Mother Hen grimaced. She still remembered the pain - the pain of that loss. Of all the ways her parents could have escaped the agony of slavery, death was not what she expected. One day, she had parents; the next, she was an orphan. In their wake, two infant foals remained. Mother Hen was all they had left, and she couldn't let them meet the same fate their parents did. Thoughts and emotions consumed the mare's mind as she stood idly in the brush. She couldn't let them fall into slavery like their parents did. But how?
Mother Hen's shaky breath escaped her lungs, materializing in the winter air like puffs of smoke. This wasn't what she meant to do. At her feet, the lifeless body of a young stallion - a young prince - lay. The longer she gazed at him, the more she expected his body to start moving again -- his ribs to breathe, his eyes to blink, his nostrils to flare. But they didn't. The mare quivered as the realization hit her: she killed him.
She held the two foals close, wrapping her neck over their bodies in a desperate, tender embrace. Jupiter and Elara were more than her siblings; they were her children - her life. If anything happened to them because of what she'd done...Mother Hen shivered at the thought. She held them tighter. No. She had to protect them - no matter the cost.
Run. Don't stop. Don't slow down. Keep running.
"YOU'RE DEAD, YOU HEAR?" The ragged shout of the king chased after her, echoing inside her ears, her mind, her heart. Tears streamed down her face as she ran away from the only life she'd every known. And now, she could never stop.
"Tsk. Another failure." The voice of her father was the first thing Calypso heard. "What do we do with this one?"The foal's mother shrugged lazily, casting only a fleeting glance at the defenseless child that lay at her feet. "I don't care. Sell it, I suppose. It's useless to us without a horn. Maybe the slave market can find some use for it, anyway."
Hold on. Keep it together. Just a little further. Come on! Calypso gnashed her teeth against the pain. The cart's wheels spun in the mud as her joints quivered under the stress of trying to free it. A bead of sweat ran down her fore. Ugh, what are you doing with your life? She exhaled defeatedly, slacking in her harness. What is everyone else doing with your life?
"You there! Dun!" Calypso flinched. Crud. The soldier stormed up to her, disdain dripping from his massive frame. "What's the holdup?"

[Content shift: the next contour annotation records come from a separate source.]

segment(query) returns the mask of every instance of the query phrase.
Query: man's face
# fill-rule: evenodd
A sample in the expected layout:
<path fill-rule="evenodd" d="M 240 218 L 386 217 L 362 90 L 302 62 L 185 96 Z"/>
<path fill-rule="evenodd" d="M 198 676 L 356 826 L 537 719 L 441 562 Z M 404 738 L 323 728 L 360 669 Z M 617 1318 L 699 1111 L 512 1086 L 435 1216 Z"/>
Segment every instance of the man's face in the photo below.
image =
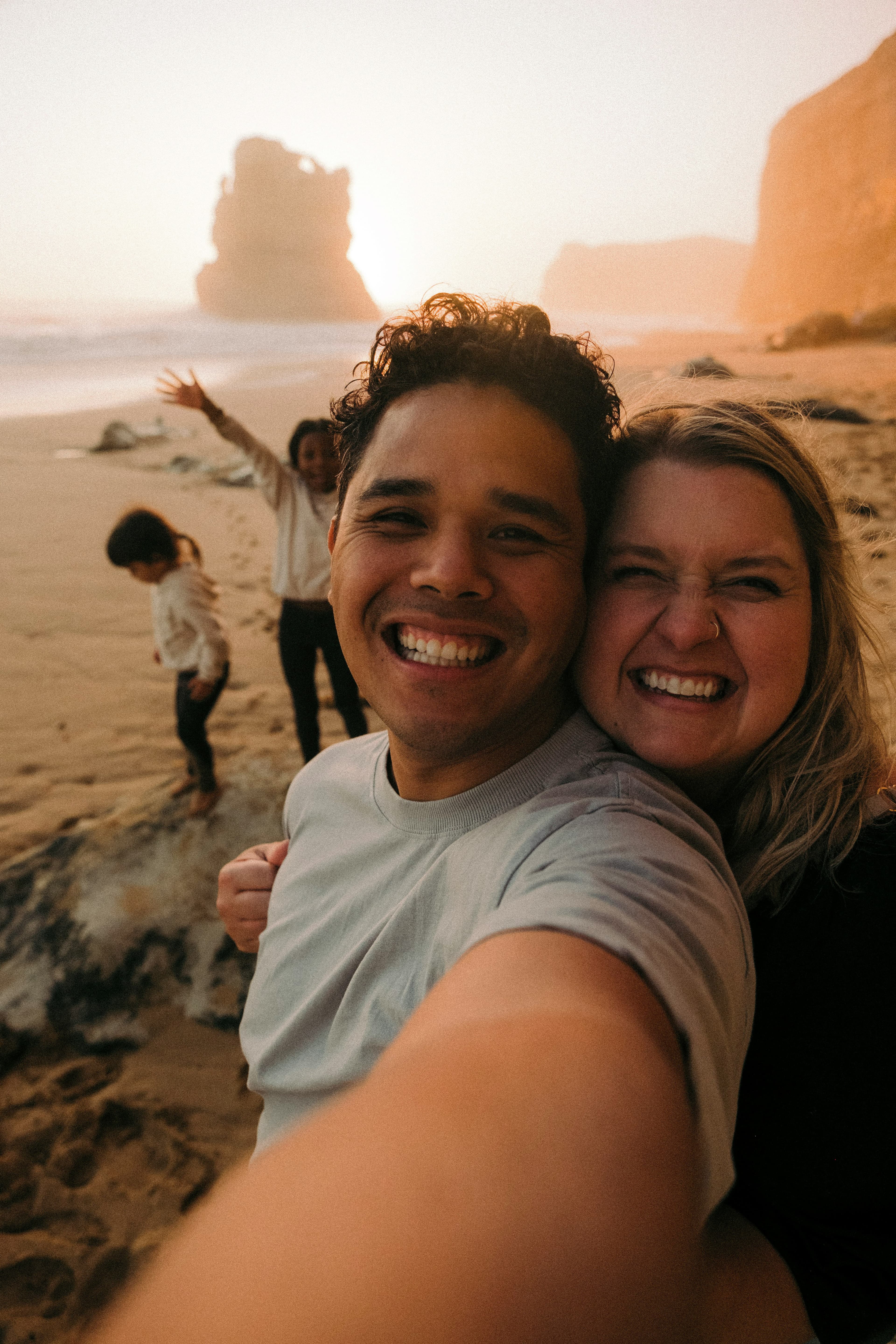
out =
<path fill-rule="evenodd" d="M 552 421 L 501 387 L 408 392 L 330 546 L 339 637 L 394 738 L 447 765 L 552 731 L 586 547 L 575 454 Z"/>

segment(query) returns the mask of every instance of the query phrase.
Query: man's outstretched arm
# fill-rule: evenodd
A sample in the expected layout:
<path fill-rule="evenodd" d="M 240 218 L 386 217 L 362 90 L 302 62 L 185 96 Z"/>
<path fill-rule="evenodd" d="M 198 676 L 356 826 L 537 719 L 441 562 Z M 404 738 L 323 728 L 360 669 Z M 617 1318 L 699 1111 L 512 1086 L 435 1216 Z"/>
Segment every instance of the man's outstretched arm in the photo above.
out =
<path fill-rule="evenodd" d="M 97 1341 L 684 1344 L 697 1207 L 650 989 L 571 935 L 501 934 L 363 1083 L 222 1183 Z"/>

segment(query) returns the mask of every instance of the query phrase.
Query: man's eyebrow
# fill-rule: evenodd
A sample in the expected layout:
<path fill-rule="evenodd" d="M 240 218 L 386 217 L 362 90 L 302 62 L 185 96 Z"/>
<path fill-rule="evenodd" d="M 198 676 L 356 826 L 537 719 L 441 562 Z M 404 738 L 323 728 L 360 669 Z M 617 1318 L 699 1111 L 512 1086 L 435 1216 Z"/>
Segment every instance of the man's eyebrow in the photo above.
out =
<path fill-rule="evenodd" d="M 560 532 L 572 531 L 571 519 L 540 495 L 519 495 L 516 491 L 496 487 L 489 491 L 489 500 L 501 508 L 512 509 L 513 513 L 523 513 L 525 517 L 536 517 L 541 523 L 549 523 Z"/>
<path fill-rule="evenodd" d="M 371 500 L 390 500 L 403 496 L 404 499 L 419 499 L 423 495 L 435 495 L 435 485 L 418 476 L 379 476 L 359 495 L 359 504 L 369 504 Z"/>
<path fill-rule="evenodd" d="M 645 560 L 666 560 L 668 555 L 656 546 L 609 546 L 606 550 L 609 556 L 615 555 L 639 555 Z M 724 569 L 727 570 L 752 570 L 752 569 L 775 569 L 775 570 L 790 570 L 793 573 L 793 564 L 789 564 L 782 555 L 739 555 L 733 560 L 725 560 Z"/>

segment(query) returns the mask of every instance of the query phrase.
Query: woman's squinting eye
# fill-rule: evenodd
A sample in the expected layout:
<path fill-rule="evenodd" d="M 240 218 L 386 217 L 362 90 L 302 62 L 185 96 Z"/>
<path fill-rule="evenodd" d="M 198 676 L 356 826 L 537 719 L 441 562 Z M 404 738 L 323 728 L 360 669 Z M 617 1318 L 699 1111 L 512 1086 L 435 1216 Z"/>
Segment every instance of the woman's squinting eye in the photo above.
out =
<path fill-rule="evenodd" d="M 721 585 L 723 589 L 740 589 L 752 597 L 780 597 L 780 587 L 763 574 L 742 574 Z"/>
<path fill-rule="evenodd" d="M 625 583 L 626 579 L 665 579 L 660 570 L 652 570 L 647 564 L 617 564 L 610 571 L 614 583 Z"/>

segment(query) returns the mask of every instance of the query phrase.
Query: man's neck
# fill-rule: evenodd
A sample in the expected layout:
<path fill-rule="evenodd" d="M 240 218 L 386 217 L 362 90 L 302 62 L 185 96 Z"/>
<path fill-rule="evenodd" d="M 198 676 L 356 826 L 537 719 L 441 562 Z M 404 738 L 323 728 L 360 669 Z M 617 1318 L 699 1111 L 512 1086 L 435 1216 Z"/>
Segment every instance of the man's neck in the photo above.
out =
<path fill-rule="evenodd" d="M 496 732 L 485 746 L 457 759 L 445 759 L 402 742 L 390 730 L 390 780 L 402 798 L 412 802 L 434 802 L 453 798 L 467 789 L 493 780 L 509 770 L 531 751 L 537 750 L 578 708 L 578 702 L 566 687 L 556 696 L 527 715 L 506 731 Z"/>

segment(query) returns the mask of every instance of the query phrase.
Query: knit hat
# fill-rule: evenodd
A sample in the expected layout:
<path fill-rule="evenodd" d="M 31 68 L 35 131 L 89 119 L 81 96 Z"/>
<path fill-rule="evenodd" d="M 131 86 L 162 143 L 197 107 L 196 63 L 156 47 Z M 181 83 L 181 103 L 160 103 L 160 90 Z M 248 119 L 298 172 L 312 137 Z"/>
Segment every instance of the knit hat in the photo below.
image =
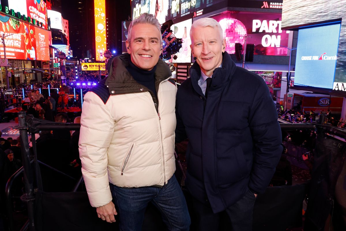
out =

Calypso glared at him, tensing her shoulders. She despised him. She despised this life of servitude. She was tired of it. "What do you think?" she hissed, stomping a hoof in the mud. Some of the muck splattered onto the guard's legs.
The guard scoffed in disgust before offering Calypso a swift hoof to the flank. The mare winced, staggering sideways. "Worthless wretch!" he spat. "Watch your tongue. You're lucky to even be here, filth. You're nothing without us. Now, get back to work."
The guard stomped away; Calypso's piercing eyes followed him. Lucky, huh? "Just you wait," she murmured, straining once more against the harness. "Some day, I will be."